In standard audio description, narration is added during existing pauses in dialogue. See also extended audio description.

If all important visual information is already provided in the main audio track, no additional audio description track is necessary.

captions

synchronized visual and/or text alternative for both the speech and non-speech audio portion of a work of audiovisual content

Closed captions are equivalents that can be turned on and off with some players and can often be read using assistive technology.

Open captions are any captions that cannot be turned off in the player. For example, if the captions are visual equivalent images of text embedded in video.

Audio descriptions can be, but do not need to be, captioned since they are descriptions of information that is already presented visually.
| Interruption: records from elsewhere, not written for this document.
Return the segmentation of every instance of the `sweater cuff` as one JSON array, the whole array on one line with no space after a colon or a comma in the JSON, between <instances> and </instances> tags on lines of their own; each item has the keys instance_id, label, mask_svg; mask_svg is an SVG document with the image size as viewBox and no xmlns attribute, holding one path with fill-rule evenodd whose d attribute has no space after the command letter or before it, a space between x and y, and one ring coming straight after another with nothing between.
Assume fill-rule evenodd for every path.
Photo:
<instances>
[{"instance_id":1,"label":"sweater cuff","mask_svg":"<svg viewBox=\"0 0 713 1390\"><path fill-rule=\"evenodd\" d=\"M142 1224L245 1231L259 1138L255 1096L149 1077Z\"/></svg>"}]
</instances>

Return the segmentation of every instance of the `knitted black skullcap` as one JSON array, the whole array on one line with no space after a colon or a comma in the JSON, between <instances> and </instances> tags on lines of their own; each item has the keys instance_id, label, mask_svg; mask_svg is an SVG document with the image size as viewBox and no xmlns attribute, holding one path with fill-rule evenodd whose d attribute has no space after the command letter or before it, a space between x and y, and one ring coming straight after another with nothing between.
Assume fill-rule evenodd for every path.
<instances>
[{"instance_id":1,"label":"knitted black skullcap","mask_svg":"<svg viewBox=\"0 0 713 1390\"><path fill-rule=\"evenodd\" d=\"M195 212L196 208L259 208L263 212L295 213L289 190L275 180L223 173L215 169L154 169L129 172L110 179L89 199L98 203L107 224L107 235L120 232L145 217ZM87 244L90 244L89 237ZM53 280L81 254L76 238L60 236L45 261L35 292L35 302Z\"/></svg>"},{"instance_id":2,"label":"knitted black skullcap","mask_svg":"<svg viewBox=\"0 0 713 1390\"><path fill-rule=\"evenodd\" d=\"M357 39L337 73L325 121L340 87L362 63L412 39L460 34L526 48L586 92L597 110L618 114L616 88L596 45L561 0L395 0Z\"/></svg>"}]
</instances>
In some countries, captions are called subtitles. The term ‘subtitles’ is often also used to refer to captions that present a translated version of the audio content.

content

information, sensory experience and interactions conveyed

essential to outcome

always necessary to achieve the same result

If something is essential to the outcome then: If it were removed, the information or functionality of the content would be fundamentally changed, and the information and functionality cannot be achieved in another way that would conform

extended audio description

audio description that is added to audiovisual media by pausing the video to allow for additional time to fit in the audio description

This technique is only used when the sense of the video would be lost without the additional audio description and the pauses between dialogue or narration are too short.

human language

language that is spoken, written, or signed (through visual or tactile means) to communicate with humans

See also sign language.

method

detailed information, either technology-specific or technology-agnostic, on ways to satisfy the requirement

non-text content

any content that is not a sequence of characters that can be programmatically determinable or where the sequence is not expressing something in human language

This includes ASCII art (which is a pattern of characters), emoticons, leetspeak (which uses character substitution), and images representing text

programmatically determinable

meaning of the content and all its important attributes can be determined by software functionality that is accessibility supported

requirement

result of practices that reduce or eliminate barriers that people with disabilities experience

sign language

a language using combinations of movements of the hands and arms, facial expressions, or body positions to convey meaning

text

sequence of characters that can be programmatically determined, where the sequence is expressing something in human language

text alternative

text that is programmatically associated with non-text content or referred to from text that is programmatically associated with non-text content

video

the technology of moving or sequenced pictures or images

Video can be made up of animated or photographic images, or both.